Belfast International Airport is about to get a serious refresh, with one family right at the centre of it.
Edna Armstrong is Head of Bid Management at the Mount Charles Group, Northern Ireland’s largest independent catering, cleaning, events and facilities management company. Her daughter Megan is General Manager of the Northern Quarter at the airport. Younger daughter Abby is a supervisor there too. They live together outside Belfast; they work for the same company and – perhaps most impressively – they still choose to go on holiday together.
Edna confirmed that only one member of the household has escaped the family roster. “He works in the car parts distribution sector,” she said of husband Trevor. “Three of us working for the same company is probably enough.”
Mount Charles has invested £1 million in a major revamp of its food and beverage offering at Belfast International Airport, including redesigning and upgrading its Northern Quarter operation. The space will be transformed from a traditional food court model into a single high-end restaurant and bar, with a seating capacity of 180, complemented by a new coffee dock in collaboration with Bewley’s.
The expansion will bring jobs too. Mount Charles currently employs 40 people through the Northern Quarter and plans to double staffing to 80 when the new proposition launches by Spring 2026.
Edna joined Mount Charles in July 2020 and is based at the company’s Ormeau Road headquarters. Prior to that, she was Head of Bid Management for an international company. Her role focuses on winning contracts – including, crucially, the bid that secured Mount Charles’ Belfast International Airport work.
“I was involved in the rebid for the retail outlet,” she said.“It was probably the first opportunity I’ve had to work with Megan closely in a work capacity and the fact that we were successful was a brilliant result.”
It was a full-circle moment for the Armstrongs: Edna helped win the contract; Megan is now driving the refurbishment; Abby is part of the team that will run the operation day-to-day.
It was Edna who first encouraged her daughters to consider roles at the Group. “Mount Charles was a breath of fresh air when I joined,” she said. “When I heard there were jobs going, I instantly thought my daughters would be a perfect fit. They sent in CVs and the rest is history.”

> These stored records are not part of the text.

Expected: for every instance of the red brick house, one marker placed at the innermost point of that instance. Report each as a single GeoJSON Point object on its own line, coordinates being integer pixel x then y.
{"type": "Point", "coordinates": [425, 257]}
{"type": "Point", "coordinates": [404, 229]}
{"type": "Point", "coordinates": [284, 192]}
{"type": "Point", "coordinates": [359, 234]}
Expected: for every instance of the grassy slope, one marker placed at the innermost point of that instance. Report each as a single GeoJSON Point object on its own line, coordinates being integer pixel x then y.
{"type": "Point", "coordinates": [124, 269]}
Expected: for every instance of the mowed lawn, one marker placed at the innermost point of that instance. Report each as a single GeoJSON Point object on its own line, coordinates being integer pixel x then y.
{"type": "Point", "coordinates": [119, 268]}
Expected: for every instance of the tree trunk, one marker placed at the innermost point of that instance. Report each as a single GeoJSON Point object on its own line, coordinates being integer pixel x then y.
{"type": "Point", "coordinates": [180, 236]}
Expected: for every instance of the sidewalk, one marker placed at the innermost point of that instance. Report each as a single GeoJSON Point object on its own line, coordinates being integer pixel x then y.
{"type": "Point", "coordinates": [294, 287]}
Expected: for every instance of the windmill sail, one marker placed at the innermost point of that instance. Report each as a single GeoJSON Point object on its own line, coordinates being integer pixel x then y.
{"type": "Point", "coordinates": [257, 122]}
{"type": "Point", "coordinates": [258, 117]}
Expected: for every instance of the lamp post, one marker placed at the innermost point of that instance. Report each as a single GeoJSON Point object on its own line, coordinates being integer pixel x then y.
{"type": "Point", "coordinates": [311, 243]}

Megan has worked for Mount Charles for four years and is now leading the biggest change the Northern Quarter has seen. “I’m on site and heavily involved in the refurbishment – everything from staffing to marketing and the actual build itself,” she said. “My primary role is about how it’s going to operate and getting staff.”
Working alongside her sister is nothing new; the pair have been sharing workplaces since they were teenagers. “Abby and I have worked together many times,” the marketing graduate said. “One of our first jobs was in a restaurant here, then we both worked in the same cafe at university in Liverpool and then again when we came home.”
It was Megan who suggested Abby join the airport team. “It’s a lovely environment and it’s very different from traditional hospitality,” she said. “There’s something exciting about an airport and I knew Abby would be a brilliant fit for my team.”
Abby, a criminology and sociology graduate, has worked for Mount Charles for almost three years and is a supervisor at the Northern Quarter. Her role is practical, hands-on and people-focused, involving organising staff and keeping standards consistent. “I’m very hands-on – I do the day-to-day serving and managing staff and I make sure the units are clean and tidy,” she said.
She acknowledges the realities of working with a sister – particularly one who is also your general manager – but says it works because they know each other inside out. “I’ve been used to working with Megan since I was 16,” she said. “It can be challenging because sisters are going to argue at some stage, but it never lasts long.’
Edna says the family relationship never replaces the professional one – but it does make support easier to find when the pressure’s on.
“Work colleagues are different from family,” she said. “If you’re having a particularly difficult day, we find that we support each other.”
And when work ends, the Armstrongs make a point of taking at least one annual trip away together. “We go away at least once a year as a family unit,” Edna said. “This year, we went to Dublin to watch Ireland play Italy in the Six Nations.”
For Mount Charles, the Armstrongs exemplify how the company sees itself: as a family business that actually shows up in real life.
For the Armstrongs, it’s both a statement of commitment and a practical reality – one that currently involves an airport refurbishment, a major staffing expansion and two sisters on the same rota.
And, as Edna said: “The fact that the three of us work for the same company says everything about how we feel about our employer and each other.”